Daniel Ekman has an MA Special Education from the University of New Mexico and won the 2013 Outstanding Student with a Disability Award from the Southwest Conference on Disability. He works at the New Mexico Center for Self-Advocacy as the Program Manager and Outreach Coordinator. He is a member of various self-advocacy groups including New Mexico Allies for Advocacy, People First of Albuquerque, New Mexico Young Disability Leaders and the Jemez Vocational Rehabilitation Advisory Council.
Adam Shand has worked at the New Mexico Center for Self Advocacy since 2012 as a Program Representative. He helps teach new advocates about how to speak up for themselves and presents on various topics in the community among other tasks. Adam also was the People First Statewide Advisor for The Arc of New Mexico from 2011 to 2014 and won the 2009 Robert LaCompte Award for Disability Advocacy from the Arc of New Mexico.
Nat Dean
Ms. Nat Dean, a resident of Santa Fe, New Mexico since 1993, is a survivor of traumatic brain injury (TBI) as the result of an automobile accident that occurred in 1984 at the age of 28… a time in life where we often feel as if we are ‘invincible’. She has had the benefit of being matched with four dedicated service dogs over the past 28 years (before the Americans with Disabilities Act was passed) to help her navigate the world in ways that would otherwise not have been possible. After a long and difficult 25 years she was fortunate enough to beat the odds and gain some significant recoveries from the TBI and vowed to try and help others have an easier journey than hers through the disability experience… a world that often seemed filled with secret lingo and fragmented difficult to access information, resources and programming.
Over the past seven or eight years she has become increasingly involved in New Mexico’s legislative process as an advocate, including more recently at the Congressional level, in an effort to protect, improve and increase programming and services for persons with disabilities, seniors, families and children at risk.

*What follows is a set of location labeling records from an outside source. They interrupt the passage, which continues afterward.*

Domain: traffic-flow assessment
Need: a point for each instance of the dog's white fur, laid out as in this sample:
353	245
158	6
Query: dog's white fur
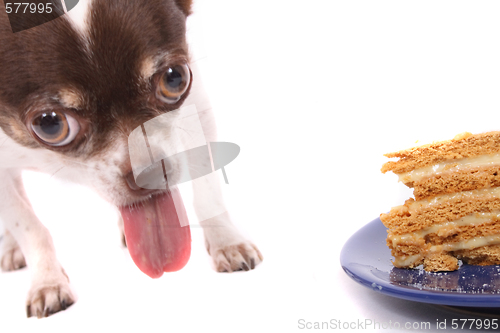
26	240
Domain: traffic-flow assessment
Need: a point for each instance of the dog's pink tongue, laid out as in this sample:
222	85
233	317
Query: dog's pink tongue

She has played an instrumental role in the passage and/or introduction of numerous pieces of legislation in New Mexico both as an expert witness and a public citizen, including authoring several memorials and bills and researching and co-authoring a number of others. In addition, she frequently testifies at interim committee meetings in-between legislative sessions on a variety of issues. In all aspects of her advocacy work she seeks to include more neophyte cross-disability advocates into the process to increase the voices and presence of the disability community in the shaping of public policy.